- Directed by: Herbert Brenon
- Written by: Roland Pertwee
- Based on: play Honours Easy by Roland Pertwee
- Produced by: Walter C. Mycroft
- Starring: Greta Nissen; Margaret Lockwood; Patric Knowles;
- Cinematography: Ronald Neame
- Production company: British International Pictures
- Distributed by: Wardour Films (UK)
- Release dates: 31 July 1935 (London, England);
- Running time: 62 minutes
- Country: England
- Language: English

= Honours Easy =

1935 British drama film

Honours Easy is a 1935 British drama film directed by Herbert Brenon and starring Greta Nissen, Patric Knowles and Margaret Lockwood. It was written by Roland Pertwee based on his 1930 play Honours Easy. It follows a man who tries to take revenge on a rival for a slight seventeen years before by framing his son for theft.

== Preservation status ==
The British Film Institute National Archive holds a collection of ephemera and stills but no film or video materials.

==Plot==
Unhinged art dealer William Barton seeks revenge on a man who ruined his career years ago.
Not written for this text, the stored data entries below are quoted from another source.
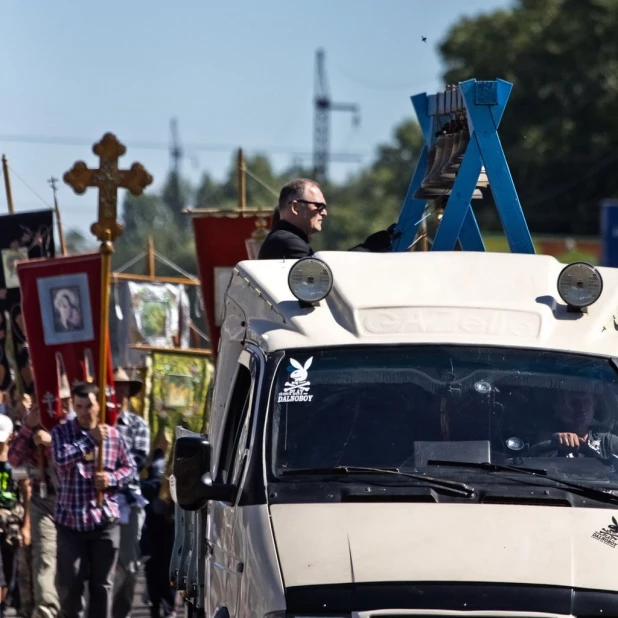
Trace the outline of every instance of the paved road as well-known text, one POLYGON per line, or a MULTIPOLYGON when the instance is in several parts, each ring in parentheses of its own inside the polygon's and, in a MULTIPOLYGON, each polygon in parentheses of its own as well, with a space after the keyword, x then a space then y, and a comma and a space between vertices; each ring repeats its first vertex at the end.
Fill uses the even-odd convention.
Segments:
MULTIPOLYGON (((144 574, 140 571, 139 578, 137 581, 137 587, 135 590, 135 598, 133 601, 133 611, 131 612, 131 618, 150 618, 150 608, 144 604, 142 600, 142 594, 144 589, 146 588, 146 580, 144 578, 144 574)), ((177 608, 177 613, 179 616, 182 616, 181 606, 179 605, 177 608)), ((16 618, 17 613, 12 607, 6 609, 5 618, 16 618)))

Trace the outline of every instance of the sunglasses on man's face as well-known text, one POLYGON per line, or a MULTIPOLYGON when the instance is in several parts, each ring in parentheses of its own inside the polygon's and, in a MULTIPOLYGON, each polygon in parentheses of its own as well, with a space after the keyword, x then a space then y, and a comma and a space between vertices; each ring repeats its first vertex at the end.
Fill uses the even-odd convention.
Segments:
POLYGON ((307 204, 307 206, 315 206, 315 209, 320 213, 323 210, 328 208, 328 205, 324 202, 310 202, 309 200, 294 200, 295 202, 300 202, 301 204, 307 204))

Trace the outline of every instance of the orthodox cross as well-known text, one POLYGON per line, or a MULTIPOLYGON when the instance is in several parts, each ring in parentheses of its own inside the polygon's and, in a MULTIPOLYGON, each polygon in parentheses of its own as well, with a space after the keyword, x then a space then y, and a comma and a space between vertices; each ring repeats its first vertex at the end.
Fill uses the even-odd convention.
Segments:
POLYGON ((56 415, 56 410, 53 405, 56 403, 56 398, 51 393, 45 393, 45 396, 42 399, 43 403, 47 405, 47 414, 50 417, 54 417, 56 415))
POLYGON ((116 220, 118 189, 141 195, 152 183, 152 176, 140 163, 133 163, 128 170, 118 169, 118 159, 127 149, 113 133, 106 133, 92 151, 99 157, 98 169, 90 169, 83 161, 78 161, 63 179, 77 194, 84 193, 88 187, 99 189, 99 219, 92 225, 91 232, 101 242, 113 242, 124 229, 116 220))

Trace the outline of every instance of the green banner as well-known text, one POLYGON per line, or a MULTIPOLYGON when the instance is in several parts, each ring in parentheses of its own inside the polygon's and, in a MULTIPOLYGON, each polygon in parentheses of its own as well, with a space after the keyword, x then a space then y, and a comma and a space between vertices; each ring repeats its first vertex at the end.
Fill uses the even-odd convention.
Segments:
POLYGON ((214 366, 206 356, 153 352, 151 435, 163 422, 175 433, 176 426, 204 432, 208 426, 208 393, 214 366))

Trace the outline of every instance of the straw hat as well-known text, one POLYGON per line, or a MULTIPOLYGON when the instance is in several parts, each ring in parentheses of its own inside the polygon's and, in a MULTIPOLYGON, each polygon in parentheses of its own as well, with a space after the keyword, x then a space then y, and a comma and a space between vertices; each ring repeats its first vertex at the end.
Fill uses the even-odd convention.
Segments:
POLYGON ((122 367, 118 367, 114 372, 114 384, 128 384, 129 397, 135 397, 142 390, 141 380, 129 378, 127 372, 122 367))

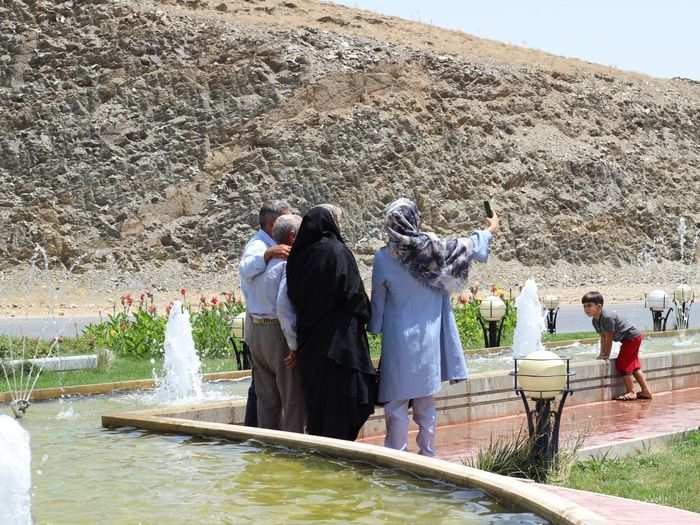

He does so by attempting to frame the man's son for the theft of $2,500 from the safe in his gallery. However the son has an alibi in Barton's wife, with whom he is having an affair.

==Cast==
- Greta Nissen as Ursula Barton
- Patric Knowles as Harry Markham
- Margaret Lockwood as Ann
- George Graves as Colonel Bagnall
- W. H. Berry as Joe Budd
- Chili Bouchier as Kate
- Robert Rendel as Sir Henry Markham
- Ivan Samson as William Barton

== Reception ==
The Monthly Film Bulletin wrote: "The motives of the characters are not altogether convincing and the story is in consequence somewhat artificial. Nevertheless it is neatly told and is kept moving at a good pace."

Kine Weekly wrote: "Neat drama of revenge, supported in its theatrical but effective interpretation by a frank sex interest. Maybe the rather machine-made plot is outside the bounds of probability, but it nevertheless has in its composition the power to invite satisfactory emotional reaction."